The lesson here is that knowing how to write a parser is a super power that will come in handy in a pinch, even if you’re not making a compiler.
just wanted to give you props. I’m a contractor myself and I’ve been on both sides of this (I have been in the gaggle of contractors and been one of the people they send in to try to fix things) and neither side is easy, and I’ve never come close to working on anything as high profile as this and even those smaller things were stressful. IME contracting is interesting in some ways (I have worked literally everywhere in the stack and with tons of different languages and environments which I wouldn’t have had the opportunity to do otherwise) and really obnoxious in other ways (legacy systems are always going to exist but getting all the contractors and civilian employees pulling in the same direction is a pain, especially without strong leadership from the government side)
Thanks, and back at ya. My post didn’t get into it, but it really was a problem of a lack of a single accountable product lead who was empowered to own the whole thing end-to-end. Combine that with vendors who were in a communications silo (we constantly heard from people who had never spoken to their counterparts other teams because the culture was not to talk directly except through the chain of command) and the result was, everyone off in their corner doing their own little thing, but no one with a view to the comprehensive whole.
How helpful were non-technical metrics such as user feedback and bug reports to the process?
Extremely. Aside from the performance-related problems that New Relic gave us a handle on, there were many logic bugs (lots of reasons for this: hurried development, lack of automated tests, missing functionality, poorly-understood and complicated business rules that were difficult to implement). This typically manifested in users “getting stuck” partway through somewhere, and they could neither proceed to enrollment or go back and try again.
For example, we heard early on about a large number of “lost souls” - people who had completed one level of proving your identity (by answering questions about your past ala a credit check), but due to a runtime error in a notification system, they never got the link to go to the next level (like uploading a proof of ID document). Fixing this would involve not just fixing the notification system, but figuring out which users were stuck (arbitrary db queries) and coming up with a process to either notify them (one-off out-of-band batch email) or wipe their state clean and hope they come back and try again. Or if they completed their application for the tax credit, they were supposed to get an official “determination of eligibility” email and a generated PDF (this was one of those “requirements”). But sometimes the email didn’t get sent or the PDF generator tipped over (common). Stuck.
The frontend was very chatty over Ajax, and we got a report that it was taking a long time for some people to get a response after they clicked on something. And we could correlate those users with huge latency spikes in the app on New Relic.

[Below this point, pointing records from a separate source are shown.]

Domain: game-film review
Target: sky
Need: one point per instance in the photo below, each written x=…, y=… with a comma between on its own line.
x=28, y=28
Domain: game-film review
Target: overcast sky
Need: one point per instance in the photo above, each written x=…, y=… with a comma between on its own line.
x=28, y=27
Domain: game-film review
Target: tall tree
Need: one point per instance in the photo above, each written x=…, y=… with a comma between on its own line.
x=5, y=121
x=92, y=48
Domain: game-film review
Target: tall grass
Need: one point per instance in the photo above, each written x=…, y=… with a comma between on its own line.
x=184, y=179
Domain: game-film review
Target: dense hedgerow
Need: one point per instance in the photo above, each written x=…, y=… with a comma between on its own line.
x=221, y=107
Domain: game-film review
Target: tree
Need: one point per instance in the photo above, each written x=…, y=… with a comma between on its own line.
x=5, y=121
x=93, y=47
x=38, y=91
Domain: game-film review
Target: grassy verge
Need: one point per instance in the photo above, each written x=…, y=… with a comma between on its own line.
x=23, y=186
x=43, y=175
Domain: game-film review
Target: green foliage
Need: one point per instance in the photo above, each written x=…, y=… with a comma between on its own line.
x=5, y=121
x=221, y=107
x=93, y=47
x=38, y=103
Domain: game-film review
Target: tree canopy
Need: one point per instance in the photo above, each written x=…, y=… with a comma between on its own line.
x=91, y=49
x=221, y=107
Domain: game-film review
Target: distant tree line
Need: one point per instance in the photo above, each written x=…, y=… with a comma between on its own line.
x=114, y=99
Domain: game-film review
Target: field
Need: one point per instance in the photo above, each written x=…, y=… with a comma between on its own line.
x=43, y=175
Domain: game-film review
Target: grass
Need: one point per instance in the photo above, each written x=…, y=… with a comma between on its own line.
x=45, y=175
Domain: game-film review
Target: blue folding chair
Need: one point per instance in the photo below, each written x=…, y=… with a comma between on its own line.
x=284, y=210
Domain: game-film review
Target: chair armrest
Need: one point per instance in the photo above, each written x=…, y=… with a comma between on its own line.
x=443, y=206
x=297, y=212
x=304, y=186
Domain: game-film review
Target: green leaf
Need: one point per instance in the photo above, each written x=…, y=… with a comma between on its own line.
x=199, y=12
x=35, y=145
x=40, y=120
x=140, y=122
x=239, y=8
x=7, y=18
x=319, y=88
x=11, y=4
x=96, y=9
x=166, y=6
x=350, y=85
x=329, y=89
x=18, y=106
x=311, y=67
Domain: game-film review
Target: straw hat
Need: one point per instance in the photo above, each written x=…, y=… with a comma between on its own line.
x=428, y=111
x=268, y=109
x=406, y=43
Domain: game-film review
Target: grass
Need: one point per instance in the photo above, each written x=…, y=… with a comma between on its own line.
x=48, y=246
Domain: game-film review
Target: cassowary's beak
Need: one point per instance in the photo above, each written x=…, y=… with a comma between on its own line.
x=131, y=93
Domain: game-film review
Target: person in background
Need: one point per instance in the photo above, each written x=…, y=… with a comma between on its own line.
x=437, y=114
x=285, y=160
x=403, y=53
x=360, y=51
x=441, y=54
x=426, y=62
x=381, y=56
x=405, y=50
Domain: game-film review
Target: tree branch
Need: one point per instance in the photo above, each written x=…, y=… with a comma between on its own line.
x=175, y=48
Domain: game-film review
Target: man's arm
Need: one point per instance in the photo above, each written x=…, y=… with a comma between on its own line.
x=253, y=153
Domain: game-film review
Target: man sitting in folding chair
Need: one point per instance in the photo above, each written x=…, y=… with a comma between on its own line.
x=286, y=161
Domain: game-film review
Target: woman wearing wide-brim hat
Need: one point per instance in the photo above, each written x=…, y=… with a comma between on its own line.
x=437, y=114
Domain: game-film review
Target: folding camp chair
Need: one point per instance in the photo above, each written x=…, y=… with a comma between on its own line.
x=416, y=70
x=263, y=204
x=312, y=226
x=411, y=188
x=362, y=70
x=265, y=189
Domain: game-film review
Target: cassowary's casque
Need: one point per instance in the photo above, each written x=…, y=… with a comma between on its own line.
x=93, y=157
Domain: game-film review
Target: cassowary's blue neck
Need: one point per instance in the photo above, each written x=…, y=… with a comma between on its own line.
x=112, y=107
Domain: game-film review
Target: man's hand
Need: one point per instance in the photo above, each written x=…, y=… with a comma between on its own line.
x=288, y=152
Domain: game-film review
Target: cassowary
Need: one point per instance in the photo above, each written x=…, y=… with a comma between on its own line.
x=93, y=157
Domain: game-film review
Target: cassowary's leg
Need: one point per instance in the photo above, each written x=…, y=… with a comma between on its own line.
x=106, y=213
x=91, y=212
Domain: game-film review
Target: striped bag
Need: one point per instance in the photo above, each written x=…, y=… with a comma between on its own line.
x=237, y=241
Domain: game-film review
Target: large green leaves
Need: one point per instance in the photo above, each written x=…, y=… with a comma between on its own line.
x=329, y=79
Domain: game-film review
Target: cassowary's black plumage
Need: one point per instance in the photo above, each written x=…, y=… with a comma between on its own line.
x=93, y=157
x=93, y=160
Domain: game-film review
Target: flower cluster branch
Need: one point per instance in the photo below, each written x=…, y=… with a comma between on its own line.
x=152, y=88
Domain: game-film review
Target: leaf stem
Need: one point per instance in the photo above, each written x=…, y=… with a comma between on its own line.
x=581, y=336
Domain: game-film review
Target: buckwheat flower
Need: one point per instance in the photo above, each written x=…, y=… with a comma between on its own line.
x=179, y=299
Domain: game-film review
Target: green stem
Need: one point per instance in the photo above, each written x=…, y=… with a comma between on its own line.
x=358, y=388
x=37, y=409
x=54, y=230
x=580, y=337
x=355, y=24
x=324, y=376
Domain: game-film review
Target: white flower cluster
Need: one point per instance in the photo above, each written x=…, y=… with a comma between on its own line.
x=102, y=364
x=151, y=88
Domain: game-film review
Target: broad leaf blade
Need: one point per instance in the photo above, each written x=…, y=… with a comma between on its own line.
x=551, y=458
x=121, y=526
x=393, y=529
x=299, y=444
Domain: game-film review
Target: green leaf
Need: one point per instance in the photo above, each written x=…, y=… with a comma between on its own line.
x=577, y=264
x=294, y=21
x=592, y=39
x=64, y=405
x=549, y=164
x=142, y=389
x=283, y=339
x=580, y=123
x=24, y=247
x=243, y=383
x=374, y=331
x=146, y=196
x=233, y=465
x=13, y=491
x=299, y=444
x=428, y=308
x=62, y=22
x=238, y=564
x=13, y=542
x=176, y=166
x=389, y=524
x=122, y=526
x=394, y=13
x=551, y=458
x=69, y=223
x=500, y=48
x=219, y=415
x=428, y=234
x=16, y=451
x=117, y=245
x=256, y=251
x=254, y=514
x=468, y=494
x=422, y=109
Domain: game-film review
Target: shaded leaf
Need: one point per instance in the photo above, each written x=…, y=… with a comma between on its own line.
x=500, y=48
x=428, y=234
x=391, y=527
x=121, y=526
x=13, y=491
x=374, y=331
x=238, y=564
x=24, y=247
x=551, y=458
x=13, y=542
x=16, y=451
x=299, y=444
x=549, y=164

Turns out for certain households, the app had a bug where it would continually append members of a household to a list over and over again without bound after every action. The state of the household would get marshalled back and forth over the wire and persisted to the db. Due to a lack of a database schema, nothing prevented this pathological behavior. We only noticed it because it was starting to impact user experience. We went looking in the data, and found households with hundreds of people in them. Any kind of bug report was just the tip of the iceberg of some larger system problem and eventual resolution.
I have a good story about user feedback from a member of Congress live on TV that led to an epic bugfix. I’ve been meaning to write it up for a long while. This anniversary is giving me the spur to do it. I’ll blog about it soon.